Bucha, três anos depois
A rua Vokzal'na, em Bucha, onde uma coluna de veículos blindados russos foi destruída por um exército ucraniano, famosa por uma fotografia que chocou o mundo, tem agora um aspeto totalmente diferente.
Não há sinais de batalha e quase nenhum sinal de casas destruídas. A rua foi reconstruída e agora parece-se com qualquer outra rua de qualquer cidade europeia tranquila, com casas modernas e cercas bem arrumadas.
Os cafés e as lojas foram reconstruídos e reabertos, e as pessoas estão de volta. Mas, embora só se possam ver as cicatrizes da brutalidade russa em alguns edifícios residenciais, nas fachadas marcadas pelos estilhaços dos bombardeamentos - tal como na Igreja de Santo André - as feridas emocionais não sararam.
Há 509 nomes de civis mortos durante a ocupação de Bucha no Muro da Memória, diz o padre Andriy, acrescentando: "509 civis morreram aqui não em resultado de combate, mas durante a ocupação. E ainda não falámos de violações, roubos e raptos de crianças".
Conversações com a Rússia: vista de Bucha
Entre as muitas declarações do presidente dos Estados Unidos (EUA), Donald Trump, sobre a Ucrânia, houve uma que realmente se destacou, ultraando as linhas vermelhas para os ucranianos: quando Trump disse que a Ucrânia não devia ter começado a guerra.
O padre Andriy diz que, para os russos, as negociações não são uma forma de encontrar a paz, mas "uma forma de conseguir o que não se consegue com as armas".
"Os russos queriam tomar Kiev em três dias, e falharam. Com a ajuda de Trump, negociações, etc., estão a tentar ocupar a Ucrânia de outra forma", explicou.
"Trata-se de uma questão de justiça. O que é preocupante é que, quando dizem 'negociações', ninguém fala de crimes. Ninguém fala de responsabilidade".
O sacerdote diz que entende perfeitamente por que motivo os que estão de fora podem ser incapazes de o compreender, explicando-o de forma simples como "psicologia humana".

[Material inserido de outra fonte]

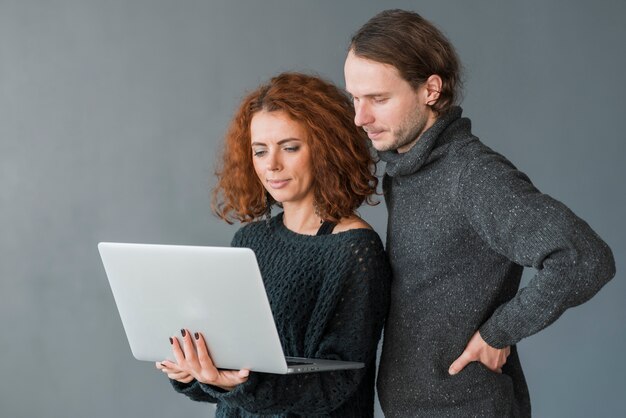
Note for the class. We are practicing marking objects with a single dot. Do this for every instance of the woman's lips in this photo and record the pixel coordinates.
(277, 184)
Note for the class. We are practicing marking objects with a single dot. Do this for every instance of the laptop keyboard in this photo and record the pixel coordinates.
(297, 363)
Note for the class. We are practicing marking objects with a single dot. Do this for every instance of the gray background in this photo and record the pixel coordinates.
(111, 116)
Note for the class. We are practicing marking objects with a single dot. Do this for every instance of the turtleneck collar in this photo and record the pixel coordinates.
(412, 160)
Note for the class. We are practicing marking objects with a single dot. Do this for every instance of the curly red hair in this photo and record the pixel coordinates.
(343, 166)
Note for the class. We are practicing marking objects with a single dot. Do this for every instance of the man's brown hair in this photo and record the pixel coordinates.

"Quando os aviões já estavam a sobrevoar as nossas cabeças, os helicópteros russos estavam a sobrevoar as nossas cabeças e tudo estava a explodir, compreendemos que há uma guerra", disse o padre Andriy.
"Mas, mentalmente, era impossível itir que ela pudesse ser real no século XXI".

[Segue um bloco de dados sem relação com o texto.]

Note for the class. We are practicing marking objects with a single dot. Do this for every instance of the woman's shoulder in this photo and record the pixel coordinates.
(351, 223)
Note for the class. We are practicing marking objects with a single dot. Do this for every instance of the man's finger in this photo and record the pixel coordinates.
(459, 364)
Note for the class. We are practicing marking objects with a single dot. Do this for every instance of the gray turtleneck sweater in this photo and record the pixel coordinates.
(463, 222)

Muitas pessoas na Europa sentem o mesmo, que a guerra é impossível, salienta o padre Andriy.
"Não estão preparados para a aceitar. Têm uma vida calma e confortável", diz, acrescentando que os europeus estão agora num estado em que começam a compreender, mas não estão prontos a desistir do que tinham ou a aceitar as coisas como estão.
"Se isto continuar, existe o perigo de terem de aprender russo. Porque se a Ucrânia cair, a Polónia e os Estados Bálticos serão os próximos".
Para o padre Andriy, quando se trata de conversações com a Rússia, a questão crucial é a compreensão do que significa essencialmente "paz", que é muito diferente na Ucrânia e na Rússia. Mesmo que as condições e os termos do acordo sejam bons, a questão é: será que isso fará com que Vladimir Putin e as suas forças parem de disparar?
"Os ucranianos entendem a palavra 'paz' quando não são mortos, quando há justiça, quando os criminosos são responsabilizados pelos seus crimes - isso é paz", disse o padre Andriy.
"Do ponto de vista de Putin, penso que 'paz' é algo como quando eles deixam de disparar porque não há mais sobreviventes do nosso lado, ninguém vivo, só restam territórios", concluiu.